“Zaten Türk değildi” diyecekler...
17 ARALIK 2006
Yaşam gibi ölümü de dramatikti. Onun filmini yapsaydım, o düşüş sahnesiyle başlardım. Slow motion... Bir konser salonundan çıkarken. Takılıp düşmeye başlama ânıyla başlar. Geri dönüşlerle bütün yaşamın dramatik anları yaşanır. Aralarda geri gelip düşme hareketinin devamı izlenir ve final... Başını çarptığı ve bir devrin, bir yaşamın noktalandığı an...

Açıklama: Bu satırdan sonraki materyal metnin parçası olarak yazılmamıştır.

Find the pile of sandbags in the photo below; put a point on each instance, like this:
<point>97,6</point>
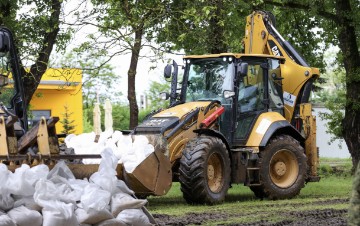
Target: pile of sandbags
<point>36,196</point>
<point>130,153</point>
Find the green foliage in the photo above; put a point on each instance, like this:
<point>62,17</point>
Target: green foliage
<point>200,27</point>
<point>354,209</point>
<point>67,122</point>
<point>98,75</point>
<point>153,94</point>
<point>31,21</point>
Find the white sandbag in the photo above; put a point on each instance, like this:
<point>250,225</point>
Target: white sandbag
<point>106,175</point>
<point>28,202</point>
<point>122,201</point>
<point>60,173</point>
<point>111,222</point>
<point>22,181</point>
<point>57,213</point>
<point>134,217</point>
<point>46,190</point>
<point>5,220</point>
<point>92,216</point>
<point>22,216</point>
<point>116,136</point>
<point>95,198</point>
<point>6,201</point>
<point>122,187</point>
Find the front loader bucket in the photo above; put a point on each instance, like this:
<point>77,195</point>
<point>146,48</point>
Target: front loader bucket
<point>153,176</point>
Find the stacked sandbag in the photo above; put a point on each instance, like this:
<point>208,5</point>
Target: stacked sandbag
<point>130,153</point>
<point>36,196</point>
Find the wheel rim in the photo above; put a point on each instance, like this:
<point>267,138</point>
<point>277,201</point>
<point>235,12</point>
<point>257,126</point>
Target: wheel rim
<point>284,168</point>
<point>215,173</point>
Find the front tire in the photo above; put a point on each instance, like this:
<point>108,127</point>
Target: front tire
<point>204,171</point>
<point>283,169</point>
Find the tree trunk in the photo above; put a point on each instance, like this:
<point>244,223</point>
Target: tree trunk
<point>349,48</point>
<point>33,77</point>
<point>134,110</point>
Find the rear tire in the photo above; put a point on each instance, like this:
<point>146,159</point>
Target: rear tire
<point>283,169</point>
<point>205,171</point>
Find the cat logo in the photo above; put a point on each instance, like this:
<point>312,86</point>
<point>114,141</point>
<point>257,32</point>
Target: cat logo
<point>275,51</point>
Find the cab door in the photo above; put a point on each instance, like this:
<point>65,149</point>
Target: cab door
<point>251,98</point>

Eğer Ray adlı film olmasaydı, Ahmet Ertegün’ü ABD’lilerin nasıl gördüğünü hiçbir zaman tam olarak anlamayacaktık. En azından ben... Popüler kültür penceresinden bakıldığında, ABD’de Türkiye algısının altını Orhan Pamuk dahil herkesten fazla çizmiş olan Ertegün’ün yukarıdakine benzer bir filmini yapmak da eminim yine Amerikalılara düşecektir. Hayıflanmaya gerek yok. Atatürk ve döneminin filmini yapamamış bir ulusun çocuklarıyız biz. Ertegün kim ki?..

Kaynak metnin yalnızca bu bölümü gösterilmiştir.